Even in a world of AI, Machine Learning and growing predictions about the rise of the robots, the medieval practice of Exorcism remains a fact of contemporary life. Every year, a growing number of people claim that their illnesses are caused by demonic possession
The Catholic Church reacts to this crisis by nominating priests as exorcists in increasing numbers and by organizing training courses for them. In order to respond to the rising number of requests for deliverance from evil, all French dioceses have installed at least one exorcist. In Spain, the archdiocese of Madrid is desperately trying to fill seven additional positions.
In Rome and Milan alone, the number of exorcists has grown from six to 12, and the Church has set up an emergency call center. In the US, the number of exorcists has increased tenfold over the last few years.
So, in a society dominated by smartphones and social media, how can this even be possible?
“There are many different worlds that exist in this one much bigger world we inhabit and sometimes trying to find a collective narrative that makes sense is impossible,” Federica Di Giacomo tells me as we begin the interview.
“This project has been a real labour of love for me and took three years from start to finish to complete. That’s a lot of dedication, trust and a clear determination to create a film that is about education rather than exploitation. I was keen to represent something that a lot of people still attach a great deal of belief to.
“I must be honest the prospect did frighten me. There is a wealth of material that exists from fiction but I had never come across a story that documented the true human experience.”
Much of the film focuses on Italian priest, Father Cataldo, a veteran of the craft and one of the most sought-after exorcists in Sicily. Every Tuesday, many believers follow his mass of liberation, searching for a cure for some adversity for which there does not seem to be a label or a remedy.
“I quickly realized that what was unfolding before me on camera challenged every preconception I had about illness and pain, within a parallel world that was also alien and unfamiliar to me.”
Quite often the film is harrowing to watch and whilst it does not seek to provide answers, it left me wondering why such a dangerous practice – that does not appear to be regulated in any scientific way – is allowed to flourish.

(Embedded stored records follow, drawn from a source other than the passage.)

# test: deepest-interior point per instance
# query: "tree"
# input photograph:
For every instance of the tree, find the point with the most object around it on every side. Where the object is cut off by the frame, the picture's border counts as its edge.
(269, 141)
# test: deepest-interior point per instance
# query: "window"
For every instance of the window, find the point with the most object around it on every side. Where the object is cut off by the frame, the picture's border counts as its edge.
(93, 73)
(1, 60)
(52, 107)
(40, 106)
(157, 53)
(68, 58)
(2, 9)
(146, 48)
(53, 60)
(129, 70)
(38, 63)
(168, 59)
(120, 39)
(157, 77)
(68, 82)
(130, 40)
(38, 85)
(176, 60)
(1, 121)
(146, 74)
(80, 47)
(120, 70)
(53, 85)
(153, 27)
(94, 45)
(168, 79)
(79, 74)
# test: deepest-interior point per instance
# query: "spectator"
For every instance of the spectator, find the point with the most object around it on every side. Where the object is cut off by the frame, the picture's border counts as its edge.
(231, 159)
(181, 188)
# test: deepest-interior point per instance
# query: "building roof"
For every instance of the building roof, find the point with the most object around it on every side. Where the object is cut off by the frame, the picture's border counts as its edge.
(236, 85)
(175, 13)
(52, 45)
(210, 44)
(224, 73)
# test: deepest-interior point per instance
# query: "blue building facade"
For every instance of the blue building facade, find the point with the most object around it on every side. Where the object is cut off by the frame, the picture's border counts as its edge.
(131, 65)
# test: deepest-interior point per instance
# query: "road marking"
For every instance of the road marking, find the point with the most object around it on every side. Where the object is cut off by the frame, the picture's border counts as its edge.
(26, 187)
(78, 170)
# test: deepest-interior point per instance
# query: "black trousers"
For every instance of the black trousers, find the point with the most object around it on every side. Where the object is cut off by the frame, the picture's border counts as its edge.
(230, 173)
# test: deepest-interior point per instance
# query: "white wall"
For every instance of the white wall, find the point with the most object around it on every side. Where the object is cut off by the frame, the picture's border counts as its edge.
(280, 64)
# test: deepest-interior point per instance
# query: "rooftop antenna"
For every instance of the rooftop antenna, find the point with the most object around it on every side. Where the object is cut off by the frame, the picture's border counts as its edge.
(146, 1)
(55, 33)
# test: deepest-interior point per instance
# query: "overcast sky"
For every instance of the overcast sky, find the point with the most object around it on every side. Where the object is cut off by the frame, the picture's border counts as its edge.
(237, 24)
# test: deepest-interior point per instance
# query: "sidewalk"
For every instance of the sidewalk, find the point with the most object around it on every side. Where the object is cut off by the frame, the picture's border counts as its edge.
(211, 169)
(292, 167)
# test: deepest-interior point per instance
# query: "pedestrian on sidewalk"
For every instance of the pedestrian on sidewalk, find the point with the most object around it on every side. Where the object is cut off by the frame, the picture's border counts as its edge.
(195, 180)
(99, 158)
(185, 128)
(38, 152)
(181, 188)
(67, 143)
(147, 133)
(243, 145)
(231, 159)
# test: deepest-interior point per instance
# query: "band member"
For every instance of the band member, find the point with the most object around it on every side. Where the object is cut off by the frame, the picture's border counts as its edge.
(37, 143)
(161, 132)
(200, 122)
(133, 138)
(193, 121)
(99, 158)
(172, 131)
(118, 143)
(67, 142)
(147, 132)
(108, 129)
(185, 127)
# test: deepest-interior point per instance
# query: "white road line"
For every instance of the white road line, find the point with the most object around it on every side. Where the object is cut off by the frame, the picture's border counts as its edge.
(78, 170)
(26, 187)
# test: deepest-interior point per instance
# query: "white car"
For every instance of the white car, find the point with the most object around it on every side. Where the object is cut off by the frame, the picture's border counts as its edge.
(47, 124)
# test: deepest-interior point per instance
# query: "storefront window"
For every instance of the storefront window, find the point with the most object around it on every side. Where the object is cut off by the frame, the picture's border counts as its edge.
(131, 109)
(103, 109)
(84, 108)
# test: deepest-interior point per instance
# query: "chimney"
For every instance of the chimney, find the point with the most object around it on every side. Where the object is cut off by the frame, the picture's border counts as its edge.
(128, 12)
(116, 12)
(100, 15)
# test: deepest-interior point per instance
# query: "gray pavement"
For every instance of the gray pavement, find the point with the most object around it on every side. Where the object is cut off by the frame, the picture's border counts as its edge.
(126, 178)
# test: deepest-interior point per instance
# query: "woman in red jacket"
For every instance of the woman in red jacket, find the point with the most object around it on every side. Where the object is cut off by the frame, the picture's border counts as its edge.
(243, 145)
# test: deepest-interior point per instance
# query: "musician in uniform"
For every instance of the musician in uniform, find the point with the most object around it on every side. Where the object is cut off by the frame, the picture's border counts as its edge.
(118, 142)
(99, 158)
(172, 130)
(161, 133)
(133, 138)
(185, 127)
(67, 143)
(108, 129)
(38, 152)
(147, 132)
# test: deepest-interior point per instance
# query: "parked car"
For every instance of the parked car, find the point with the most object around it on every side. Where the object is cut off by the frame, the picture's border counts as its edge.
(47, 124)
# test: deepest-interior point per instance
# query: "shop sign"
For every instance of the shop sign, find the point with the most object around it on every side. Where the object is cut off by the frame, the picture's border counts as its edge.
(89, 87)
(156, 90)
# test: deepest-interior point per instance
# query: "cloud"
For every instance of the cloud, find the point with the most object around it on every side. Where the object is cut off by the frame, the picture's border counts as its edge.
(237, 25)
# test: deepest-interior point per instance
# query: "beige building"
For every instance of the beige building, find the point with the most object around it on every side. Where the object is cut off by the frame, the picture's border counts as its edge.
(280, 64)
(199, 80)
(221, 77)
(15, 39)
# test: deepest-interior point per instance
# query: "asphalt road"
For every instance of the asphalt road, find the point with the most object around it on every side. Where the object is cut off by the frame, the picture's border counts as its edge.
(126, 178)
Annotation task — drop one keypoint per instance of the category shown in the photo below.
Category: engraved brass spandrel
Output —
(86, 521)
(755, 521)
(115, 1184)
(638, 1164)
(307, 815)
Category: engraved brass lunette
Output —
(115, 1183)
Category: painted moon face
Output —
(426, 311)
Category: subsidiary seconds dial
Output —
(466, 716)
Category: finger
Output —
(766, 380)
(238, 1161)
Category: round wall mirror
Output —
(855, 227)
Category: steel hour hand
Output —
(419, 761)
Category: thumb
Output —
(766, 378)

Exorcists like Father Cataldo are being called upon to often perform the functions of a doctor, putting themselves as well as their parishioners at risk.
“I was very careful not to deliver a commentary,” Federica reminds me. “I wanted the audience to make up their own minds based upon what unfolded before their eyes on the screen and the church was supportive of my approach.
“Whether you believe in God or not, the priest, especially in a country like Italy, remains a cultural icon.”
But as a woman raised in a Catholic family does she feel she is able to tell her story with a strong sense of impartiality.
“I hope you can see that in the movie. The concept of good and evil is a fascinating one for me but my beliefs have nothing to do with the narrative. I am not a religious person myself. My main intention was to remove the fear around this subject – a fear I shared in also – and highlight the humanity and the irony.
“People come to see these exorcists in the hope that they will be somehow transformed but it can be nothing more than a temporary relief because the real issue is so much bigger.”
Federica sites “Deliver Us” as being her most challenging work and it changed her perception on life as she began to understand how so many people were affected by the problems.
“Technology leads to isolation. The breakdown of family structures and wider communities lead to a fragmented society that in turn leads to isolation. Most of the people who suffer in this film live very isolated lives.”
Does she believe then that the answer lies not with God but in the system of government?
“It is not quite that simple. Whether you believe he exists or not isn’t the question. For many of those featured in this film God’s existence isn’t even up for debate.”
They say prevention is better than cure and for me that is the real point here. Science and religion can – and will continue to – battle it out for centuries to come. The answer doesn’t necessarily lie with either camp.
The last word goes to Federica who tells me that for her, there could still be more to come.
“This is such a big story that I don’t feel I have yet told the whole tale and I may – if my nerves allow me – return to this subject at some point in the future.”
“Deliver Us”, is out now on DVD and also in selected cinemas around the country for a selected time.